Tonight, I walked out of work into a fog.
That sounds poetic, but it’s true. There was a mist as thick as Mike-Myers-Playing-Linda-Richmond-Buttah blanketing the city. Driving through town, my headlights painted the air, hanging there like bad air freshener or equally uncalled-for commentary.
It was weird.
This past weekend, I sacrificed a Saturday night of drinking alone to sleep in a cardboard box in Caldwell Park. (Yes, those two activities can be equally sad.) It was the annual “homeless encampment” sponsored by our local shelter, Aid for Friends, and let me just say, for all of you who have never spent the night in a box—I highly recommend it.

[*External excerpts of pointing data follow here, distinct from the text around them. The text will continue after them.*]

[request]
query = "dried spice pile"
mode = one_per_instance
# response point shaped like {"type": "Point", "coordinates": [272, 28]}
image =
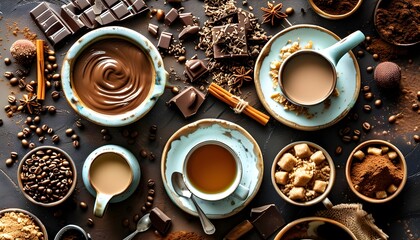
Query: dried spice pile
{"type": "Point", "coordinates": [238, 37]}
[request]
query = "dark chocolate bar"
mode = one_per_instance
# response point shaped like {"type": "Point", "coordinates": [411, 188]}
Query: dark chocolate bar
{"type": "Point", "coordinates": [82, 14]}
{"type": "Point", "coordinates": [188, 101]}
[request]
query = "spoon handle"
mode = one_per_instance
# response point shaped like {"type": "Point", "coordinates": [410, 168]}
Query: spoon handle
{"type": "Point", "coordinates": [131, 235]}
{"type": "Point", "coordinates": [208, 227]}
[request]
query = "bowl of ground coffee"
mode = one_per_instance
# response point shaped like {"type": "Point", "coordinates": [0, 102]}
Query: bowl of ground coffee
{"type": "Point", "coordinates": [17, 223]}
{"type": "Point", "coordinates": [113, 76]}
{"type": "Point", "coordinates": [376, 171]}
{"type": "Point", "coordinates": [335, 9]}
{"type": "Point", "coordinates": [47, 176]}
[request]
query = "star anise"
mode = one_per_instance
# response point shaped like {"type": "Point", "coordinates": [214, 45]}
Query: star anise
{"type": "Point", "coordinates": [273, 13]}
{"type": "Point", "coordinates": [29, 103]}
{"type": "Point", "coordinates": [241, 75]}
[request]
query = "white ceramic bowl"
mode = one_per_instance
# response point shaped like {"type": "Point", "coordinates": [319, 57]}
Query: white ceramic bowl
{"type": "Point", "coordinates": [120, 33]}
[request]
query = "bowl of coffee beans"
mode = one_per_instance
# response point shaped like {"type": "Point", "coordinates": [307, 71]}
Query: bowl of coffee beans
{"type": "Point", "coordinates": [335, 9]}
{"type": "Point", "coordinates": [47, 176]}
{"type": "Point", "coordinates": [376, 171]}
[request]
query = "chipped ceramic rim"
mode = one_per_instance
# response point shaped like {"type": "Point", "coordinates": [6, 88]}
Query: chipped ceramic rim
{"type": "Point", "coordinates": [31, 215]}
{"type": "Point", "coordinates": [331, 180]}
{"type": "Point", "coordinates": [350, 160]}
{"type": "Point", "coordinates": [126, 34]}
{"type": "Point", "coordinates": [290, 225]}
{"type": "Point", "coordinates": [334, 16]}
{"type": "Point", "coordinates": [381, 35]}
{"type": "Point", "coordinates": [73, 167]}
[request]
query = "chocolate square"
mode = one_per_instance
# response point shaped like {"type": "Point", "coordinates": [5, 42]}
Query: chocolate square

The day began with me rushing to get coffee with a new lawyer friend I met in town. This ended up all too fortuitously, because he just happened to have a bunch of ground pads in his electric blue house (paint not power supply) that I borrowed and used to keep myself from turning into a cardboard popsicle later that day.

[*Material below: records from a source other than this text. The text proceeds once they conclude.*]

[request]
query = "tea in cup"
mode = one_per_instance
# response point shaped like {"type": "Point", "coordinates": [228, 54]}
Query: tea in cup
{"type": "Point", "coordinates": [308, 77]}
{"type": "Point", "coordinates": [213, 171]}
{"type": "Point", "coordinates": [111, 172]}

When I showed up at Caldwell, tarps were draped between trees, a canteen trailer was serving candied popcorn and an elaborate shantytown of cellular cardboard cities had been neatly arranged. When I announced that I would be participating, I was ushered to a private box to call my very own.
Soon enough, I wandered inside a nearby church, where a bluegrass band of nice old men was playing songs like “Hobo’s Lullabye” and tappin’ their toes. I interviewed a man who showed up to the encampment to thank Aid for Friends; he was formerly homeless and now has a place of his own (private home not private box). He told me that people should just give the homeless the time of day, even if they can’t spare some change. It’s a lesson I remembered learning at a soup kitchen in Baltimore four years ago. Apparently a basic human need is dignity—go figure.
And then ushered again, this time out the cantina (yeah, whatever, it’s a better word in Spanish) for free cabbage beef soup so hot it burned my mouth, thick bread and peach cobbler. Standing around a roaring fire, I prattled the night away with recovering substance abusers and 11-year-old boys.
“This is the LIFE,” I thought. I felt so Olde Tyme-y; people were playing cards and wearing old coats, forced to talk to one another even though they didn’t really want to. There’s no World Wide Web to hide behind in homeless world! It’s full of social capital and reciprocity!
At one point, I even managed to sound my car’s alarm for an ear-shattering 30 seconds. Which was great because I never feel like I make a real mark on a place without entirely embarrassing myself.
I spent the rest of the time trying desperately to harass the local paper reporter, a man in his late-30s, early-40s who seems a little aloof and I think he thinks I’m a ditz or a dolt or a dimbo. Little did he know, he’s mah favorite type.
So I tried really hard to be really fun but ALSO, seem smart and witty. Did I come across as trying too hard? Definitely. Did I get in a few good ZINGS? OHYOUKNOWIT. In my humble opinion, that’s all that matters. To clarify, this was not an exercise in flirting, but merely a way to dispel the preconceived notions that I think someone else thinks. Rational, right?
I slept through the night bundled up in a man’s Carhartt jacket under several blankets and woke up feeling like a piece of toast. Yep, dry and golden brown. I put together my package on the experience and felt pretty proud.
And then: my phone rang. It was the homeless man I’d interviewed, and he said that I offended him in the story (Me: “Huh???”). Then later, he left me a voicemail saying he wanted to sue. I didn’t call him back, mostly because I didn’t have anything to say besides, “You really won’t be able to do that.” But I couldn’t help feeling sloppy, self-righteous and slimy about it all. Had I really just buzzed around Homeless 101 like a pest, eating what I wanted and spitting out the rest? I know you never stop, but do I really still have that much to learn? Am I really that much of a dimbo?
Today, he called again. He told me he was sorry and that he just thought it was going to come out differently. I said I was sorry that there was confusion about TV. He said he hoped I had a blessed day. I put down the phone and felt just a little less rotten.
Apparently a basic human need is dignity—go figure.